The council says that the deal would open new opportunities for both Indian and American businesses.

Indian entrepreneurs would make money dealing in privatised nuclear power plants and buying high-tech equipment from the US that has been restricted for at least three decades.

US businesses will be able to invest in India’s rapidly growing energy sector, sell supplies to Indian nuclear reactors, and — for the first time — to have a shot at large-scale military contracts.

Raymond Vickery, a senior council adviser, told reporters that congressional approval of the deal would give Lockheed Martin a reasonable chance to get a $4 billion to $9 billion contract to supply 126 combat fighter planes to India’s Navy, a contract that India would have been unlikely to approve while sanctions were in place.

Westinghouse, whose nuclear division is based in Western Pennsylvania, could help India build a civilian nuclear reactor, and Atlanta-based General Electric would be well-placed to get a contract to supply India’s reactors with nuclear fuel, he said.

The business prospects have spurred the US-India Business Council, which represents 200 US businesses operating in India, to hire heavyweight lobbying firm Patton Boggs in Washington to work on the issue and hold strategy meetings about how to approach sceptics on Capitol Hill.

The Confederation of Indian Industry, which represents some of India’s most profitable companies, also played a key role in influencing Congress.

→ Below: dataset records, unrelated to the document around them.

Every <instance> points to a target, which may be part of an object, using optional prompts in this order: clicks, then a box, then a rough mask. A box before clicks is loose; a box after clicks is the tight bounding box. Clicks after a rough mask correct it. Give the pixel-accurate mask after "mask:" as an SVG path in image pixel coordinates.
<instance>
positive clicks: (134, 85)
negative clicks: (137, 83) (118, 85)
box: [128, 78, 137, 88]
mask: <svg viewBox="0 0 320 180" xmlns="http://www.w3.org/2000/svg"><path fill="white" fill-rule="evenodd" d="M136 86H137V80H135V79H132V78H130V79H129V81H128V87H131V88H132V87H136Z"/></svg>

The group was among the top international organisations paying for congressional travel between 2000 and 2005, even though they were not registered to lobby at the time, according to a review of congressional disclosure records conducted by the Centre for Public Integrity, a nonprofit research organisation in Washington.

During that period, they paid more than $538,000 in travel expenses for trips by 19 Congress members, 11 spouses and 58 congressional staffers.

The group spent the most money on travel for Representative Jim McDermott, a Washington Democrat, and his staffers, whose four trips to India cost about $40,955.